Overexpression of protein kinase 2R-ohnologues with low mutation scores decreased the sensitivity of B-RafV600E-mutant melanoma cells to PLX4720. The viability score assigned by Wood et al. [43] refers to the ability of the protein kinase, when overexpressed, to enhance the viability of B-RafV600E-mutant melanoma (A375) cells exposed to the B-RafV600E inhibitor, PLX4720. Seven 2R-ohnologue families of protein kinases had least one member among the top hits of the Wood dataset [43] and at least one member with at least 10 mutations in melanoma in the Alexandrov dataset [15]. The cell viability scores [42] and ML scores (this study) are shown for each member of these seven families. The family Id is an arbitrary number assigned to identify each 2R-ohnologue family in [7]. n.a., data not available.
| 2R-ohnologue family Id | protein name | UniProt Id | viability score [ | ML score in melanoma (electronic supplementary material, table S2) | is ML skew in melanoma above threshold for inclusion in |
|---|---|---|---|---|---|
| 378 | NTRK2 | Q16620 | 1.23 | 0.0777 | no |
| 378 | NTRK1 | P04629 | 1.07 | 0.3932 | no |
| 378 | NTRK3 | Q16288 | n.a. | 0.2621 | no |
| 378 | MUSK | O15146 | 0.76 | 0.2670 | no |
| 1058 | MST1R | Q04912 | 1.13 | 0.2923 | no |
| 1058 | MET | P08581 | 1.03 | 0.7077 | no |
| 1085 | MAPK8 | P45983 | 1.18 | 0.1563 | no |
| 1085 | MAPK9 | P45984 | 0.93 | 0.3438 | no |
| 1085 | MAPK10 | P53779 | 0.79 | 0.5000 | no |
| 1548 | SRPK3 | Q9UPE1 | 1.16 | 0.2195 | no |
| 1548 | SRPK1 | Q96SB4 | 0.95 | 0.3415 | no |
| 1548 | SRPK2 | P78362 | 0.86 | 0.4390 | no |
| 1666 | PIM2 | Q9P1W9 | 1.15 | 0.3182 | no |
| 1666 | PIM1 | P11309 | 1.11 | 0.5000 | no |
| 1666 | PIM3 | Q86V86 | n.a. | 0.1818 | no |
| 1780 | LIMK1 | P53667 | 1.17 | 0.3103 | no |
| 1780 | LIMK2 | P53671 | 0.94 | 0.6897 | no |
| 2215 | PAK6 | Q9NQU5 | 1.21 | 0.0877 | yes |
| 2215 | PAK4 | O96013 | 0.97 | 0.0789 | yes |
| 2215 | PAK7 | Q9P286 | 0.86 | 0.8333 | yes |
Figure 6.Simplified model that depicts cancer as a disorder of signal multiplexing in the cellular 2R-WGD networks of vertebrate animals. (a) The ancestor of all the vertebrates was an invertebrate chordate whose cells are depicted as being under the control of simple linear regulatory pathways. The image is of amphioxus (Branchiostoma), regarded as the best modern-day proxy for the ancestor. (b) 2R-WGD at the evolutionary origins of the vertebrate animals boosted communication networks inside our cells.

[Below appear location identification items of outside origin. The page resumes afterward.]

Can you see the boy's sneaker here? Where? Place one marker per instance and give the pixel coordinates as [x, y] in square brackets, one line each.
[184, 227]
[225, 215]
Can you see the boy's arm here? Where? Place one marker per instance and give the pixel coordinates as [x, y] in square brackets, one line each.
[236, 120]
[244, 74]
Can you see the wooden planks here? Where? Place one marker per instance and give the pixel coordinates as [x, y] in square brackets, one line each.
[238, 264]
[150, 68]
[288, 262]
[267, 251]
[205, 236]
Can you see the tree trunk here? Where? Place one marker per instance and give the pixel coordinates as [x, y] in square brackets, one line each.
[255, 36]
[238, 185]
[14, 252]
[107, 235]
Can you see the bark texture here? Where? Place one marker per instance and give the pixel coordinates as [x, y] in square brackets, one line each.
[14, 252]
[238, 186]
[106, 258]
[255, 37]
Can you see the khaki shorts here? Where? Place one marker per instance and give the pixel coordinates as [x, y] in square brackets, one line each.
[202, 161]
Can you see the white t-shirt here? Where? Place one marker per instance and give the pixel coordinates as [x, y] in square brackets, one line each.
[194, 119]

Variations in these networks may underpin variety of vertebrate cell types, species and behaviours. (c) We hypothesize that certain cancers arise when different heterogeneous combinations of mutations (crosses) disconnect certain parts of the 2R-WGD regulatory networks and force too much communication flow via a restricted number of oncogenic pathways. These ‘open’ oncogenic pathways are activated by specific driver mutations (stars) and also require effector proteins that must remain mutation-free. If these effectors acquire too many deleterious mutations, the cancer cell will be lost. Though the model only depicts 2R families with high ML skews, it could be extended to include other patterns. For example, 2R families whose members carry an even ML may be in parts of the network where any member can perform the family function for the cancer, or represent functions whose total elimination gives a selective advantage to the cancer. In its simple form, the model assumes that when genes are hit by a number of different mutations (crosses) these will include loss-of-function mutations. However, it is appreciated that this may not always be so, in which case the rules of the model would change. The model highlights that the contribution of both mutated and non-mutated 2R-ohnologues to the overall function of each family in the cancer should be considered.